To add to point 2, China stocks can learn from their dot-com counterparts. When you have a frothy stock valuation the way to make sure it doesn’t end badly, or to at least make that less likely, is to buy things. Now.


  1. Do you have a typo or am i really missing something in this post? How can 158% YTD = 13% annualized. If something is up x% in 11 months, then the annualized figure must be GREATER not SMALLER.
    Or is your annualized figure missing a time period — did you mean from 2002 or something as you then talk about?)

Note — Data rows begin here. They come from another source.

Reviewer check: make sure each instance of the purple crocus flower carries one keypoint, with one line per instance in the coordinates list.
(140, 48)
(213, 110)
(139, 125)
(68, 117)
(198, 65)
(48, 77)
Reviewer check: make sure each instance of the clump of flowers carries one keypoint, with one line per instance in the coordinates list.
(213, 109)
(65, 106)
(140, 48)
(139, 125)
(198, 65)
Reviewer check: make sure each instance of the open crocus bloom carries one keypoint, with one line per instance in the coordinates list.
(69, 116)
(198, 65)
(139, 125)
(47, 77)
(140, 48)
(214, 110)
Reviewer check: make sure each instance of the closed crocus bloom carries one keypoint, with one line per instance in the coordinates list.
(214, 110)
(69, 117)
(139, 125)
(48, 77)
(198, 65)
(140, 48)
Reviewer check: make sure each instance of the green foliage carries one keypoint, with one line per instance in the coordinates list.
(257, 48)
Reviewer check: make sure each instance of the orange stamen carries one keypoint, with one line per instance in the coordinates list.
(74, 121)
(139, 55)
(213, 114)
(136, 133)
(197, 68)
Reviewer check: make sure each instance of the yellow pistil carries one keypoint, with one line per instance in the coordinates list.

  2. Paul, some of the Chinese CEOs get it. Here is a quote from Wang Xiaochun, Chairman/CEO of Tonjitang Chinese Medicines (NYSE: TCM):
    “[The] Traditional Chinese Medicine (TCM) industry is a highly fragmented sector in China, with over 1,500 manufacturers but an average annual sales of less than RMB100 million each. We expect consolidation to occur in the coming three to five years, and we consider Tongjitang to be uniquely positioned to be a leading consolidator in this sector. Our publicly traded shares, traded on the NYSE, could be an effective M&A currency.”
    Fast growth, rich stocks, fragmented industries – maybe the Chinese markets aren’t quite as irrational as some think.

  3. China’s growth is astounding, they are only in the first inning of their industrial revolution and presently consume only a fraction of the oil the US does…however their appetite for oil (and everything else) is voracious as 2 billion people enter the modern world …things will be in high growth mode for a quite a while (with sizeable retracements I’m sure) and watch commodities while this happens—oh yeah plus the dollar is taking a tumble…pk

  4. Vijay Veerachandran says:

    Paul might be of your interest. Actually this is not completely off topic. Indian markets are valued at astronomical levels too..
    Here is the proof from the worlds richest man of today in an Indian.
    Mukesh Ambani is world’s richest man worth more than Bill G and Carlos.

  5. Michael Gardner says:

    +188% over 5 years means 2.88^.2, not 1.88^.2, so compound return is 24%, not 13%.

  6. My typo. Ugh. Now fixed, but point still stands.